TRIBUNNEWS.COM, JAKARTA - Anggota Komisi XI DPR RI Fraksi PDI Perjuangan (PDIP) Sihar Sitorus, mempertanyakan kebijakan Domestic Market Obligation (DMO) yang hanya menyisakan hasil produksi CPO sebesar 20 persen saja untuk menciptakan stabilisasi harga minyak goreng di dalam negeri.
Menurutnya angka itu sangat berbanding terbalik dengan status keberadaan dari minyak goreng yang menyangkut hajat hidup orang banyak.
"Minyak goreng menyangkut hajat hidup orang banyak, potongan minyak goreng tentu tidak boleh berkurang.

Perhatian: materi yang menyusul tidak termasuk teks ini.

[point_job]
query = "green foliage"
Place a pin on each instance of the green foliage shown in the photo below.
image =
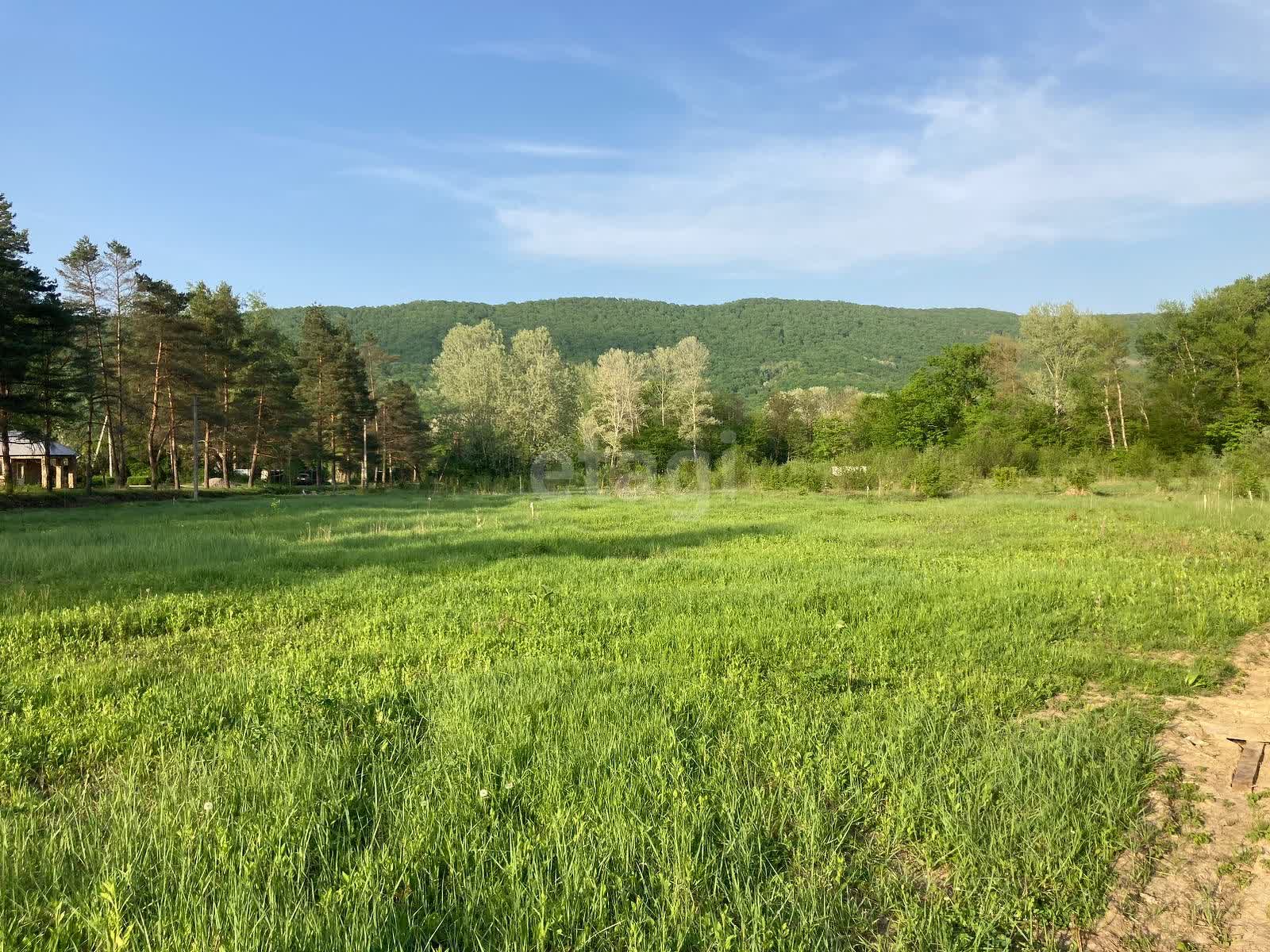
(933, 475)
(1081, 476)
(1005, 476)
(756, 344)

Melalui proses eliminasi, maka loyang lain lah yang harus tergerus," ujar Sihar dalam keterangannya, Kamis (3/2/2022).
Baca juga: Kebakaran dan Dugaan Penimbunan Minyak Goreng di Ciracas, Polisi Periksa Saksi, Undang Puslabfor
Hal itu menurutnya, tidak akan mampu menjawab permasalahan kenaikan harga eceran tertinggi (HET) minyak goreng yang terus terjadi setiap tahunnya, sekalipun Pemerintah mengeluarkan kebijakan subsidi minyak goreng seperti yang dilakukan pada saat ini.
Sebagai upaya mensiasati lonjakan harga minyak goreng yang sebelumnya melambung tinggi pada akhir 2021 dengan harga Rp 20.500 per liter disubsidi menjadi Rp 11.500 per liter.
Sehingga, Sihar menyarankan sebaiknya pemerintah memikirkan, kebijakan lain yang bersifat sistematik dalam menjaga stabilitas harga minyak goreng.
Di antaranya melalui upaya Optimalisasi Holding di PT Perkebunan Nusantara (PTPN), hal itu diyakini dapat meningkatkan kapasitas produksi minyak goreng.
Dengan membeli TBS dari petani serta melepaskan stok CPO untuk pasar domestik.
Baca juga: Minyak Goreng Murah Masih Langka di Pasar Tradisional, Pedagang: Di Televisi Aja Katanya Murah
Mengingat data pada tahun pada 2020 lalu, hasil produksi CPO dari Holding PTPN mencapai 2,38 juta ton.
"Pertama, Optimalisasi Holding PTPN dapat meningkatkan kapasitas produksi minyak goreng. Bukankah peran BUMN tidak melulu mencari keuntungan tapi juga meningkatkan kesejahteraan masyarakat?," ucap Sihar.
Selain itu, dirinya juga menawarkan pilihan kedua yakni melalui upaya penurunan levy atau pajak ekspor sebagai insentif untuk mendorong produksi.